We might also decide to enlarge the unicameral Parliament by having an additional ten seats allocated to civil society/community interests appointed by the president. (Yes, we would, after a referendum, switch to a ceremonial Barbadian Head of State, although this is more symbolic than anything else.)
The ten civil society representatives, appointed for fixed terms, would have the right to speak but not to vote. Civil society representation would facilitate popular input into proposed legislation before it becomes law.
How about two-term limits for the Prime Minister? After two terms in office, anyone gets to feel he or she is destined to rule forever: arrogance and disrespect.
We also desperately need campaign finance reform.
But most of all we need reforms that would strengthen participatory democracy.
Fifty years ago the best brains in Barbados were in Government (both at the political and bureaucratic level). That’s no longer so. Now Barbados has a well-developed, highly educated civil society that is teeming with ideas and likely solutions to the countless challenges facing the country. Moreover the members of that civil society are keen to participate in the policymaking process. Right now there’s a palpable sense of frustration in Barbados over the fact that apparently neither the political directorate nor the bureaucracy has the slightest interest in hearing from the people. And there is no institutional way to tap the ingenuity of civil society.

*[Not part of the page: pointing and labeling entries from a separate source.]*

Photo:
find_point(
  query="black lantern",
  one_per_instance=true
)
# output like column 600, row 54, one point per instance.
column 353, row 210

We can no longer confine popular political participation to casting a ballot every four or five years. We must strengthen our representative democracy with greater direct democracy, by creating institutional mechanisms for continuous direct popular participation in governance.
Here are some reforms that might achieve that objective.

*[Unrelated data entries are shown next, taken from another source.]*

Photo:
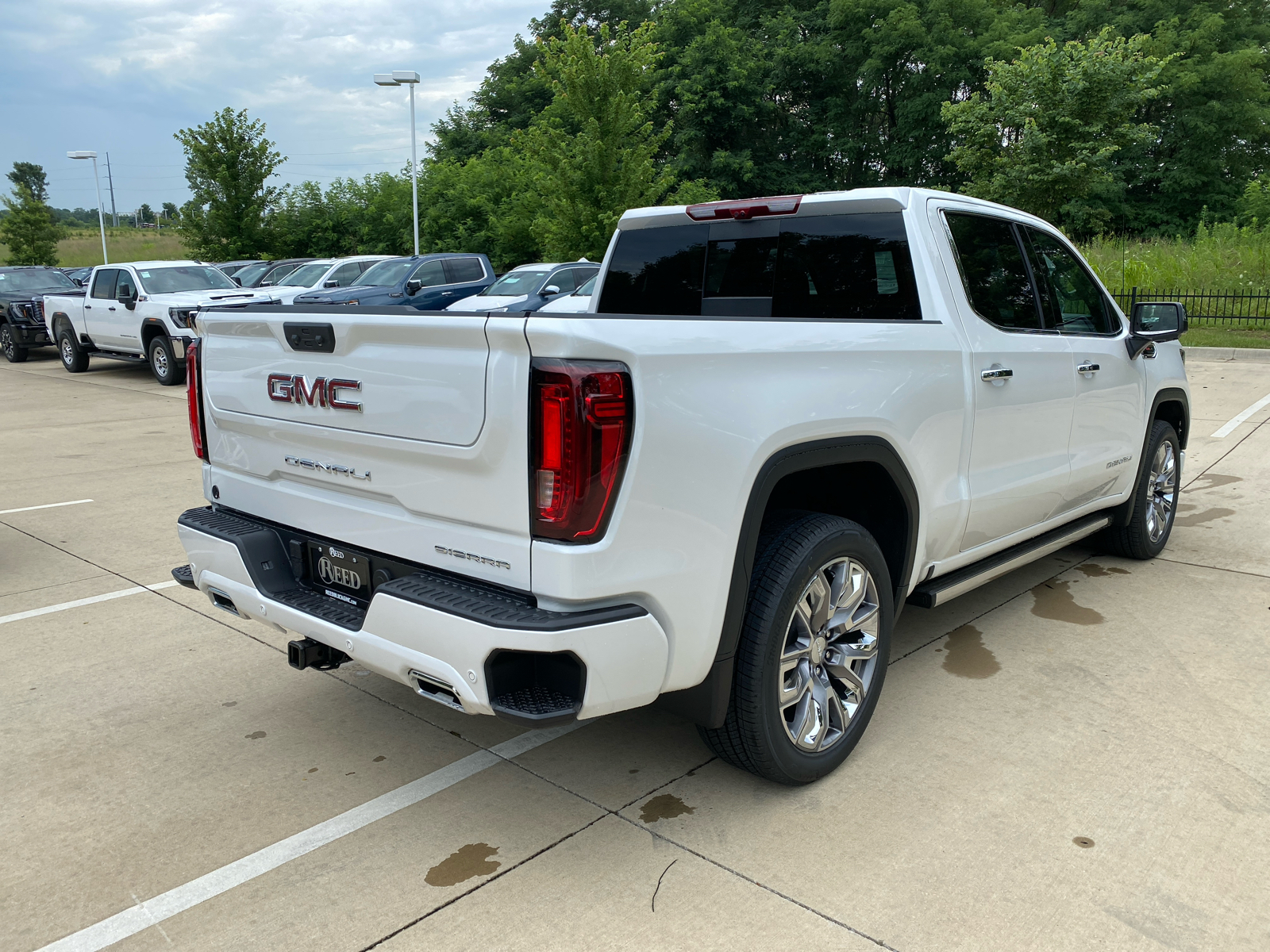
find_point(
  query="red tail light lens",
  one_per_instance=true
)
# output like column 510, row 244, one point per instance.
column 194, row 399
column 582, row 418
column 745, row 209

The 1996-1998 Constitution Review Commission, chaired by Sir Henry Forde, QC, recommended that citizens should be given the right to propose legislative measures, which, if they attracted enough support by way of signatures, would be placed on the ballot at a general election and, if approved, would have to be debated and voted on, though not necessarily approved, by Parliament. This would preserve the fundamental authority of Parliament while giving citizens some law-making power.
What about the Ombudsman? Never heard of it? A good idea that never worked out. Either get rid of it or give it teeth.
There are other mechanisms of direct democracy like crowdsourcing (seeking online suggestions from citizens), citizens’ charters and so on.
Citizens who have submitted applications for anything or who are entitled to payment should have the right to know the precise stage their application has reached and the specific reasons for any delay. This would entail that the procedures and timelines for processing an application or payment be available online.
We have a unique organization in Barbados: the Social Partnership. Let’s make it work for us.
The Social Partnership was an original experiment in participatory governance whereby the trade unions and the business community gained a direct role in shaping broad economic policies. It has been a useful instrument for bringing stability to our economy, but it is too formal, concerned solely with broad economic parameters, and not geared to action. It should be expanded to include other elements of civil society, and should be mandated to set up task forces to achieve specific ends.
(Peter Laurie, a former Barbados diplomat, is a noted social commentator.)